Frequent application of the same insecticide or class of insecticide may select for individual mosquitoes that are able to survive pesticide applications. Resistance is a heritable change in the sensitivity of a mosquito population to an insecticide that may lead to failure of the pesticide to yield the expected degree of control. The insecticides available for use as adulticides are limited, and fall into three chemical classes: organophosphates, carbamates, and pyrethroids. Some products for larviciding have different modes of actions, such as insect growth regulators and microbials tools. However, the most commonly used product for controlling larvae of Aedes aegypti in containers is the organophosphate temephos. Resistance to temephos has been detected in multiple Aedes aegypti populations in the Americas and poses a serious threat to Aedes aegypti control. Little information is available about resistance in Aedes albopictus populations in the region.

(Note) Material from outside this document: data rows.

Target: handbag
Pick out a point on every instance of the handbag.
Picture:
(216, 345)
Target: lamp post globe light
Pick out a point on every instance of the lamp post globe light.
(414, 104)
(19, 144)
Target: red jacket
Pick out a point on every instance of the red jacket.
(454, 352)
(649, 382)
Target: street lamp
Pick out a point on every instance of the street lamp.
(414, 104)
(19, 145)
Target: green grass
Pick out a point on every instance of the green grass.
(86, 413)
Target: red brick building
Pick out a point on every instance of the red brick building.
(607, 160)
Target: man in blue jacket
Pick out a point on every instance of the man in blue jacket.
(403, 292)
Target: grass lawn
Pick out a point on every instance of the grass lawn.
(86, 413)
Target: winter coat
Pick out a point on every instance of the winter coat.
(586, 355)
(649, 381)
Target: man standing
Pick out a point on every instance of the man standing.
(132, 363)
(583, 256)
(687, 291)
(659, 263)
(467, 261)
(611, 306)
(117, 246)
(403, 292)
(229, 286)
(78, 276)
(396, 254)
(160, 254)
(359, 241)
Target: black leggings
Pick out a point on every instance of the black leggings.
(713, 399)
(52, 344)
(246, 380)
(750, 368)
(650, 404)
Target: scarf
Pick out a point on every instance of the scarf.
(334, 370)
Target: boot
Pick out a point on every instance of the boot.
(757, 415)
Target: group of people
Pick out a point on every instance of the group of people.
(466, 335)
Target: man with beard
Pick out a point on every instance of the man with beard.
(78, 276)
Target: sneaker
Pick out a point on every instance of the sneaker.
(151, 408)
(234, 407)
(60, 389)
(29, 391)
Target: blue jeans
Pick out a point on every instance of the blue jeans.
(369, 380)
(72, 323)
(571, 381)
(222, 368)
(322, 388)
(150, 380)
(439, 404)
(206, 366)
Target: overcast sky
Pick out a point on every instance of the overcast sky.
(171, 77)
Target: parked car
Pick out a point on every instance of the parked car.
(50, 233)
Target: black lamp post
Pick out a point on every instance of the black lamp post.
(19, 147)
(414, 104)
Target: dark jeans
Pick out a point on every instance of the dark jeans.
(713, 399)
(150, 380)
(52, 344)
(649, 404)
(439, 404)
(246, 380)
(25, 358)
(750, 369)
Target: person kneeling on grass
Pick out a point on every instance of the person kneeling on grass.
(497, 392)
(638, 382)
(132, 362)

Supervision, Safety, and Quality Assurance

Continuous monitoring and supervision are required to ensure that staff are adequately trained and are following appropriately technical guidelines for pesticide application and personal safety.

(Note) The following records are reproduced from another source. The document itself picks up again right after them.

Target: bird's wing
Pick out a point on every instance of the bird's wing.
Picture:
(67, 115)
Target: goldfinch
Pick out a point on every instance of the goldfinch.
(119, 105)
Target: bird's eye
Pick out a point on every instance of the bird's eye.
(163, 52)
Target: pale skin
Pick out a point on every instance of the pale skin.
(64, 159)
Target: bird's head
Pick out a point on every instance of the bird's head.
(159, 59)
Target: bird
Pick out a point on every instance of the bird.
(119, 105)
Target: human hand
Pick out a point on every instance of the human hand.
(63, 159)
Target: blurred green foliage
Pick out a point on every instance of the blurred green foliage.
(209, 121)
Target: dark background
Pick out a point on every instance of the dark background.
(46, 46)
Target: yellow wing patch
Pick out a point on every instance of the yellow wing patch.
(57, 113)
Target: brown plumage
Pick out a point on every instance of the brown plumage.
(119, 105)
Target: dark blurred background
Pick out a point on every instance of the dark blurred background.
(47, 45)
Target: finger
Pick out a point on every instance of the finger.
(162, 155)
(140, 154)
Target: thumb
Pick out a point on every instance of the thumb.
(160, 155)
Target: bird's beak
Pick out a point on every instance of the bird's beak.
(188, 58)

  • IVM programs must include a quality assurance program designed to monitor the effectiveness of the control activities.
  • A quality assurance program should monitor applicator performance and control outcomes.
  • Control failures may be due to misapplication, incomplete coverage, or insecticide resistance, and must be corrected immediately.
  • Quality assurance efforts should be continuous, systematic, and independent.

Vector Control for Chikungunya Virus Containment

Response to Chikungunya Virus Infection Introduction Adapted from Preparedness and Response for Chikungunya Virus: Introduction in the Americas. PAHO © 2011.[1]

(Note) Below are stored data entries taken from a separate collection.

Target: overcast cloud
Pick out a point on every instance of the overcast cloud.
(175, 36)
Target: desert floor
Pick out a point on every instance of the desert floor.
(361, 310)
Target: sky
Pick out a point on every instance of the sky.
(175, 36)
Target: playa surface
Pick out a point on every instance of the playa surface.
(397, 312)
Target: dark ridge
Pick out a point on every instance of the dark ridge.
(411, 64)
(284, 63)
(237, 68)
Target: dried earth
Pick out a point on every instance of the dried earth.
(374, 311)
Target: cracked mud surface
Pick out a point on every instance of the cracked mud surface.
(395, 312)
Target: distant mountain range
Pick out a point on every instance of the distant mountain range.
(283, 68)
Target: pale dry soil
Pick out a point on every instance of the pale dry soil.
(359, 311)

  • Immediately upon confirmation of the first autochthonous Chikungunya virus case, the health department should inform the IVM program regarding the onset date and location of the case. Vector control procedures must be intensified to effectively reduce the abundance of infected vectors in order to halt transmission in the areas of the case(s).
  • Simultaneously, emergency response committees at local and national levels should be informed of the situation and activated. Initial efforts should focus on containing virus transmission and preventing expansion. If virus containment fails, or if cases are not detected until the outbreak has spread over a large geographic area, intensive vector control efforts will need to be expanded to a larger scale program.

Risk and Outbreak Communication Adapted from Preparedness and Response for Chikungunya Virus: Introduction in the Americas. PAHO © 2011.[1]

  • Communications are an integrated, coordinated effort involving all disciplines and components for preparation and response.
  • Timely communication with stakeholders is crucial for enlisting the community’s participation and to avoid confusion and misinformation.
  • As Chikungunya virus is novel in the Americas, the media, the public and many officials will need to be educated about the disease, the mode of transmission, the lack of specific therapeutic treatment, means of symptomatic and supportive treatment, and effective control measures.

References

  1. 1.0 1.1 1.2 1.3 1.4 1.5 1.6 1.7 Preparedness and response for Chikungunya virus introduction in the Americas. Washington, DC: Pan American Health Organization CDC, Center for Disease Control and Prevention. 2011. ISBN 978-92-75-11632-6.